À part quelques hommes armés, les rues sont vides

Dans cette vidéo, la ville semble surnaturelle, inquiétante. À part quelques hommes armés, les rues sont vides, sans âme qui vive. Une femme raconte avoir assisté à une exécution publique : elle explique que les condamnés à mort ont été abattus et décapités, puis leurs têtes ont été plantées sur des piques. Elle ajoute également que parfois les corps des victimes sont laissés sur la chaussée, pour que les voitures roulent dessus.

L’acte de bravoure de ces deux femmes est incroyable et témoigne de leur désespoir.

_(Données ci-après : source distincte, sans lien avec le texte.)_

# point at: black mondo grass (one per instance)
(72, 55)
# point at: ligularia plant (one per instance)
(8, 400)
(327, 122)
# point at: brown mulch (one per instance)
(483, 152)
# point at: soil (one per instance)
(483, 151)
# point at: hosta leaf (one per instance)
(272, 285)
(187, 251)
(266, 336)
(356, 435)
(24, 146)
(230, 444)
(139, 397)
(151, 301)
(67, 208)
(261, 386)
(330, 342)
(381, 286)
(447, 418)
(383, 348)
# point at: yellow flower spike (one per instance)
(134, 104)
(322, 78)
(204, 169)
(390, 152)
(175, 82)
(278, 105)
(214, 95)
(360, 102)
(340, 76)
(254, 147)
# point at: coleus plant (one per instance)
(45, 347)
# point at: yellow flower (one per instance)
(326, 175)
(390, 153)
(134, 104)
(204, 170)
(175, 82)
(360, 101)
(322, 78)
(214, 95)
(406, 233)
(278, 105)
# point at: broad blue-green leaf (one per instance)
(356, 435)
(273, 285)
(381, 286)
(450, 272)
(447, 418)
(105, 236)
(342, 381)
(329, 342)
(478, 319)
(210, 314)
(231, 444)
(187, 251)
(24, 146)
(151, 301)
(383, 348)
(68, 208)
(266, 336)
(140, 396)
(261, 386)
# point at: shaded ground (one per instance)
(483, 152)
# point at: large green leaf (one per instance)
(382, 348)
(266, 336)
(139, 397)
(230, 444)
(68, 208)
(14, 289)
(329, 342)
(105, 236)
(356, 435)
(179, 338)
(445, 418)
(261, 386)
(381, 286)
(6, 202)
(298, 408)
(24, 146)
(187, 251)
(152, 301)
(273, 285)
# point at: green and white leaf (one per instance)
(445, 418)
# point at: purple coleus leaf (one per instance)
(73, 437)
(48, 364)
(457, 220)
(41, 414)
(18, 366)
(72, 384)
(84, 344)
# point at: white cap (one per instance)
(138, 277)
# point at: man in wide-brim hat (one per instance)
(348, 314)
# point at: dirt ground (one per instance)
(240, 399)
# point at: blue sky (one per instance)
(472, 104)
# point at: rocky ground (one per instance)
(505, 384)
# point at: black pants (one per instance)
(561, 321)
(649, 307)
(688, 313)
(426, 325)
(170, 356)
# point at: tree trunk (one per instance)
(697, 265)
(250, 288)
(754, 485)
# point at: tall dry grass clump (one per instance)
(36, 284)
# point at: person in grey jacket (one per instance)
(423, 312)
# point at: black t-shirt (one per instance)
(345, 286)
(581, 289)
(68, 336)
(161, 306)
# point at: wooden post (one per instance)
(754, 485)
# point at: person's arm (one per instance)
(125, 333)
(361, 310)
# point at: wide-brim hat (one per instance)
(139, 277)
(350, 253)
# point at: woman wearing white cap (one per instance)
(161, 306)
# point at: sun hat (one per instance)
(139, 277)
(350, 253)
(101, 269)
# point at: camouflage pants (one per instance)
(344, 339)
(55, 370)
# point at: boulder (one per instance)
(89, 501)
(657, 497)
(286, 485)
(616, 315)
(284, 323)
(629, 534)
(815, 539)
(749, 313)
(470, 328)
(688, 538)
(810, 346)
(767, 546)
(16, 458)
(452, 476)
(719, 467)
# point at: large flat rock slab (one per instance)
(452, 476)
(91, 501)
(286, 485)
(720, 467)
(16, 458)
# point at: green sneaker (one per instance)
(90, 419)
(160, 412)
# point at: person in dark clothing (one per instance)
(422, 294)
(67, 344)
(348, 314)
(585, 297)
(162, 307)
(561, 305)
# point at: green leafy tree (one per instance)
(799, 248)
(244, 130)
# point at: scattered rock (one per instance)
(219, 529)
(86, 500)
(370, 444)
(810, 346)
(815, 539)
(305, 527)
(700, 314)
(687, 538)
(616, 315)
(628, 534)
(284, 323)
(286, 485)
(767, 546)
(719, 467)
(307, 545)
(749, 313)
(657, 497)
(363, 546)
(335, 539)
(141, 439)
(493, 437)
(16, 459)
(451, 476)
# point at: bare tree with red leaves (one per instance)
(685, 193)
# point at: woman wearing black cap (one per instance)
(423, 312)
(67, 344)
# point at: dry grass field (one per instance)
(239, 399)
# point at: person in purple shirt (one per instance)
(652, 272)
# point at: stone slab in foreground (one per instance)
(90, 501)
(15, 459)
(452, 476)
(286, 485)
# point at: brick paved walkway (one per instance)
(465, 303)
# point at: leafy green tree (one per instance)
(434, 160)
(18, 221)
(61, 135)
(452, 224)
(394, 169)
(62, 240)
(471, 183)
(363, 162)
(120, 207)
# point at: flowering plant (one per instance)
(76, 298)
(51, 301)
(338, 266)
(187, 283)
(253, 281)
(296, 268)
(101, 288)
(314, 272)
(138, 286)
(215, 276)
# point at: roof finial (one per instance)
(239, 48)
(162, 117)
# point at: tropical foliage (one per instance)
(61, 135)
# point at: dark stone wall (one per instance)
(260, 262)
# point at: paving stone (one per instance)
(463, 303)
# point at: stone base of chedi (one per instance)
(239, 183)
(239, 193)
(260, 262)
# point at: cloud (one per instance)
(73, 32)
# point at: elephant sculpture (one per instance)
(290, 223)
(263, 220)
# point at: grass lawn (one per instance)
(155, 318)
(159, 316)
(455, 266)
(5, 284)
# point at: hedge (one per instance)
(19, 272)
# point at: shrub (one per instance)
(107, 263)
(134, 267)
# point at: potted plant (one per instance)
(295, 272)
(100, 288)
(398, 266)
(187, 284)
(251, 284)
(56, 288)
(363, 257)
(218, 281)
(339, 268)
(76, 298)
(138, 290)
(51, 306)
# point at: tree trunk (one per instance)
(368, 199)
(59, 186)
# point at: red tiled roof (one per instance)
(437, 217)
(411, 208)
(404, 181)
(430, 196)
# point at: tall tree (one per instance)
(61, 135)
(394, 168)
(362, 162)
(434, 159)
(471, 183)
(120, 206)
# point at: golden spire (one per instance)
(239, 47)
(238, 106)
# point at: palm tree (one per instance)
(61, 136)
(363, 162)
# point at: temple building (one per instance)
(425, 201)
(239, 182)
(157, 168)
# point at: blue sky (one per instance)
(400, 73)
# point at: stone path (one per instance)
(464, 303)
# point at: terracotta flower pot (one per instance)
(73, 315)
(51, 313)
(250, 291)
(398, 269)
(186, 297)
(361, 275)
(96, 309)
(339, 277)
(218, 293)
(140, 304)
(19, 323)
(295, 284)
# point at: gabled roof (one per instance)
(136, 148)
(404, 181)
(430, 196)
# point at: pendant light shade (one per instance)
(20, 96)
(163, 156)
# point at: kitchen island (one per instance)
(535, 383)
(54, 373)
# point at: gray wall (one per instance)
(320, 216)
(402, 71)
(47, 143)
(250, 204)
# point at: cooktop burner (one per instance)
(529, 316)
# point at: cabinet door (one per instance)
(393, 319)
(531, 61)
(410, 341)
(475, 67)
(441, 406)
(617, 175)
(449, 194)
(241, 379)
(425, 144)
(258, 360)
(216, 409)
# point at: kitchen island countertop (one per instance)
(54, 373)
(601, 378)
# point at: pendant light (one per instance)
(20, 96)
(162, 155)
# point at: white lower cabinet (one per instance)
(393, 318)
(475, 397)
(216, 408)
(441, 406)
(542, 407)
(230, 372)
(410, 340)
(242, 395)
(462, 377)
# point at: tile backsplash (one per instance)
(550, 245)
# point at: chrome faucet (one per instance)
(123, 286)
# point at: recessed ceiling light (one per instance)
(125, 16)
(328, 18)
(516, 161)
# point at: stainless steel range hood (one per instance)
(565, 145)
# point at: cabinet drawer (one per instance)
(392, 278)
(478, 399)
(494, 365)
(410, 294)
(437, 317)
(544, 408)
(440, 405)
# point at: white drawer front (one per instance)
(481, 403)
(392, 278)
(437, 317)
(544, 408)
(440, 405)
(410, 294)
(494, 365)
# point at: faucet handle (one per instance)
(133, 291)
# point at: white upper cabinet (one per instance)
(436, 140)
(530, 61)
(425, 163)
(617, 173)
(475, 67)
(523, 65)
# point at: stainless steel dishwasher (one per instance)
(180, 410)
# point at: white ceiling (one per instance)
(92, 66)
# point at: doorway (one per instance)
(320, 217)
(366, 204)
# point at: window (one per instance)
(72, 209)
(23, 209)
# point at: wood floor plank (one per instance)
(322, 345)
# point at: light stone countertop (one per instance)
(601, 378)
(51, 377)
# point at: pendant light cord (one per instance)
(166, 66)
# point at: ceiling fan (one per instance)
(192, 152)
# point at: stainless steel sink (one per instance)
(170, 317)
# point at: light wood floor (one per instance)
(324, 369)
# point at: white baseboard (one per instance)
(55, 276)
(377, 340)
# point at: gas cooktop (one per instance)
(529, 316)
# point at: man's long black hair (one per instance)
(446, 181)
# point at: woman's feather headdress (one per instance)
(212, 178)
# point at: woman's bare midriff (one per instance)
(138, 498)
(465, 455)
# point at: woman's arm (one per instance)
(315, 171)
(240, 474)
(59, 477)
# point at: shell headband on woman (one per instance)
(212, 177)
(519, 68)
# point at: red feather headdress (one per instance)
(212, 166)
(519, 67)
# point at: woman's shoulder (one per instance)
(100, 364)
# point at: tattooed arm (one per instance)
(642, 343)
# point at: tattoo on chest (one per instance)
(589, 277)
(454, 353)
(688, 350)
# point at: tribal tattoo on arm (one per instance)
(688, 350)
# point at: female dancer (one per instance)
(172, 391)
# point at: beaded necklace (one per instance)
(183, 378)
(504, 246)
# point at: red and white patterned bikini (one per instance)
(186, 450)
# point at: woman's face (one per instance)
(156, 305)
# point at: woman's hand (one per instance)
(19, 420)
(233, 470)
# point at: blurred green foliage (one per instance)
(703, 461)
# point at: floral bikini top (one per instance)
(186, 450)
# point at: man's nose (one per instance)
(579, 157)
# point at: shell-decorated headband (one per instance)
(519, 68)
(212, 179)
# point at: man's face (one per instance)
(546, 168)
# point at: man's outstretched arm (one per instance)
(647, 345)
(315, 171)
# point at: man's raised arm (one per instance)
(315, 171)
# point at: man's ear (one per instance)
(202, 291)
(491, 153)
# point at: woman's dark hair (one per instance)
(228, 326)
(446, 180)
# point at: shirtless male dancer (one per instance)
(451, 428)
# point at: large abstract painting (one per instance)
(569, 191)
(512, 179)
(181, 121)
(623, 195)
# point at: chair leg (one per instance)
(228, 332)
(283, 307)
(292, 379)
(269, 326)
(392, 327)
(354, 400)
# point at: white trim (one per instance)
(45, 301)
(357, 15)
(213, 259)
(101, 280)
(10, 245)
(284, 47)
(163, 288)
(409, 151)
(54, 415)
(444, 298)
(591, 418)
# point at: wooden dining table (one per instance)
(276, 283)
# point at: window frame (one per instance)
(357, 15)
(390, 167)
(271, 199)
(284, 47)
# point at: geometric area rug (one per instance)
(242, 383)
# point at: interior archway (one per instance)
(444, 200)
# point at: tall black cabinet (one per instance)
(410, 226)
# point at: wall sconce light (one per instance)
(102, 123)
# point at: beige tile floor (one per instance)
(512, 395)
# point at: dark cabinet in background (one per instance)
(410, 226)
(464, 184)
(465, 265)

Selon les Nations unies, la guerre a coûté la vie à 250 000 personnes dans tout le pays et a forcé 9 millions de Syriens à migrer. Les zones contrôlées par les rebelles sont majoritairement occupées par le Front al-Nosra, le groupe Jaysh al-Islam, et l’EI, mais d’autres groupes se battent pour ces territoires comme les Frères musulmans, le Hezbollah libanais et al-Qaida.

On ne sait pas ce que ces deux femmes sont devenues, mais, comme vous pouvez le constater dans la vidéo, leur ville a perdu son âme et certains de ses trésors, comme la mosquée Uwais al-Qarni, détruite par l’EI à son arrivée à cause de son architecture chiite.